1

I'm new at multi-threaded programming and I tried to code the Bakery Lock Algorithm in C.

Here is the code:

int number[N];  // N is the number of threads                                                          
int choosing[N];                

void lock(int id)  {                                                                       
  choosing[id] = 1;                                                         
  number[id] = max(number, N) + 1;                                       
  choosing[id] = 0;                                                         

  for (int j = 0; j < N; j++)                                                   
    {                                                                       
      if (j == id)                                                          
        continue;                                                           

      while (1)                                                             
          if (choosing[j] == 0)                                             
            break;                                                          

      while (1)                                                             
        {                                                                   
          if (number[j] == 0)                                               
            break;                                                          
          if (number[j] > number[id]                                        
              || (number[j] == number[id] && j > id))                       
            break;                                                          
        }                         
    }
}

void unlock(int id)  {
   number[id] = 0;
}

Then I run the following example. I run 100 threads and each thread runs the following code:

  for (i = 0; i < 10; ++i)  {      
      lock(id);                                                                   
      counter++;
      unlock(id);                                              
    }                                                                       

After all threads have been executed, the result of the shared counter is 10 * 100 = 1000 which is the expected value. I executed my program multiple times and the result was always 1000. So it seems that the implementation of the lock is correct. That seemed weird based on a previous question I had because I didn't use any memory barriers/fences. Was I just lucky?

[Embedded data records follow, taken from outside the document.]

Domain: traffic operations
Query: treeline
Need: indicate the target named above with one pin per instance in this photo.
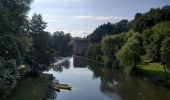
(126, 44)
(26, 49)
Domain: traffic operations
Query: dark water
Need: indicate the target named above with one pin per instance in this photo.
(92, 81)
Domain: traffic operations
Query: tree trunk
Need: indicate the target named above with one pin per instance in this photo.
(166, 76)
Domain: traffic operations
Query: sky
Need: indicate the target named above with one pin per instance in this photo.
(82, 17)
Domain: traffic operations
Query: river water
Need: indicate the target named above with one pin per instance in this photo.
(92, 81)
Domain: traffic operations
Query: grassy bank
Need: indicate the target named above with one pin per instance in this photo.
(31, 89)
(154, 71)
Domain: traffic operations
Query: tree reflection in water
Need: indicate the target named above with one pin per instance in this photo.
(113, 83)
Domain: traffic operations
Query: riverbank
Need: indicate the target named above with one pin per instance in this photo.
(32, 88)
(155, 72)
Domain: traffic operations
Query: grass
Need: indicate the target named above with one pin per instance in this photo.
(154, 70)
(31, 89)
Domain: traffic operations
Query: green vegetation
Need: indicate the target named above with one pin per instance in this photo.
(147, 40)
(26, 49)
(31, 89)
(154, 70)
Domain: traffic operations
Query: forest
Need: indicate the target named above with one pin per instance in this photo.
(130, 46)
(26, 49)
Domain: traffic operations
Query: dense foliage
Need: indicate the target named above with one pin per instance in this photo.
(149, 19)
(147, 40)
(26, 49)
(108, 29)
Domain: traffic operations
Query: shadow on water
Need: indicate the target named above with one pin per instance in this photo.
(109, 84)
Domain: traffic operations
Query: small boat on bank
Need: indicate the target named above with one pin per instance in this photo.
(61, 86)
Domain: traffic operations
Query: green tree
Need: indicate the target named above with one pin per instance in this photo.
(61, 42)
(14, 41)
(153, 39)
(42, 52)
(129, 55)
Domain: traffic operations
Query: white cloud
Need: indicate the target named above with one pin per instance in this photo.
(107, 18)
(57, 1)
(77, 33)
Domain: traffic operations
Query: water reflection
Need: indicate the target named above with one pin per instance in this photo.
(92, 81)
(59, 67)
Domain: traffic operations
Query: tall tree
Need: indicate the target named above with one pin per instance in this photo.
(41, 54)
(14, 41)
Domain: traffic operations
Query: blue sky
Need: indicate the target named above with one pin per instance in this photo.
(81, 17)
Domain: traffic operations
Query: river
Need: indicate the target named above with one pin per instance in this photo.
(93, 81)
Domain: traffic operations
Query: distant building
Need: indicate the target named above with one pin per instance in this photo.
(80, 47)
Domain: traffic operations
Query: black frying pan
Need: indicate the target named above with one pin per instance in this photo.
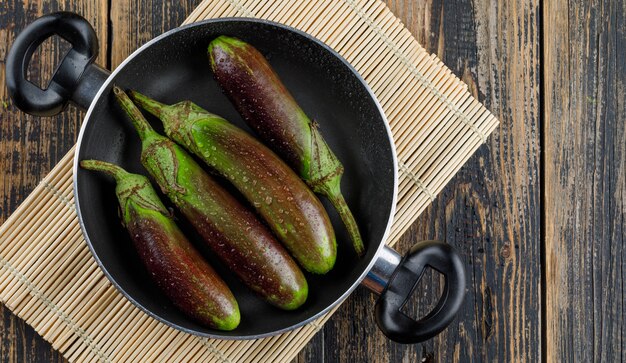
(174, 67)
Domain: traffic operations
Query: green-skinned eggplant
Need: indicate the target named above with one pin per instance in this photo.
(269, 108)
(290, 209)
(174, 264)
(233, 232)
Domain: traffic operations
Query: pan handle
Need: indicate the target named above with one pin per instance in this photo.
(394, 278)
(76, 79)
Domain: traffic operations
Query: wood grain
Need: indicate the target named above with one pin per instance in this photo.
(585, 181)
(31, 146)
(490, 211)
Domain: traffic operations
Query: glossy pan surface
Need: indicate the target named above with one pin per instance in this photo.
(175, 67)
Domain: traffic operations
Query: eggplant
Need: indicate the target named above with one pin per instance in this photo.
(291, 210)
(269, 108)
(174, 264)
(233, 232)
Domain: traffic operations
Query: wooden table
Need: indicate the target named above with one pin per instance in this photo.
(537, 213)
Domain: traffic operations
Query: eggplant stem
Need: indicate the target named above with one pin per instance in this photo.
(139, 121)
(107, 168)
(332, 191)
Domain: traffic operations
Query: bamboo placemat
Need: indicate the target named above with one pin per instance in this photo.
(47, 274)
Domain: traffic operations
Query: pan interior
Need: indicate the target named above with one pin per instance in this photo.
(174, 68)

Then I wanted to create a multi-threaded program that will use many different locks. So I created this (full code can be found here):

typedef struct {                                                            
  int number[N];                                                            
  int choosing[N];                                                          
} LOCK;      

and the code changes to:

void lock(LOCK l, int id)                                                        
{                                                                           
  l.choosing[id] = 1;                                                                                                          
  l.number[id] = max(l.number, N) + 1;                                                                                            
  l.choosing[id] = 0;                 
...

Now when executing my program, sometimes I get 997, sometimes 998, sometimes 1000. So the lock algorithm isn't correct.

What am I doing wrong? What can I do in order to fix it?

Is it perhaps a problem now that I'm reading arrays number and choosing from a struct and that's not atomic or something?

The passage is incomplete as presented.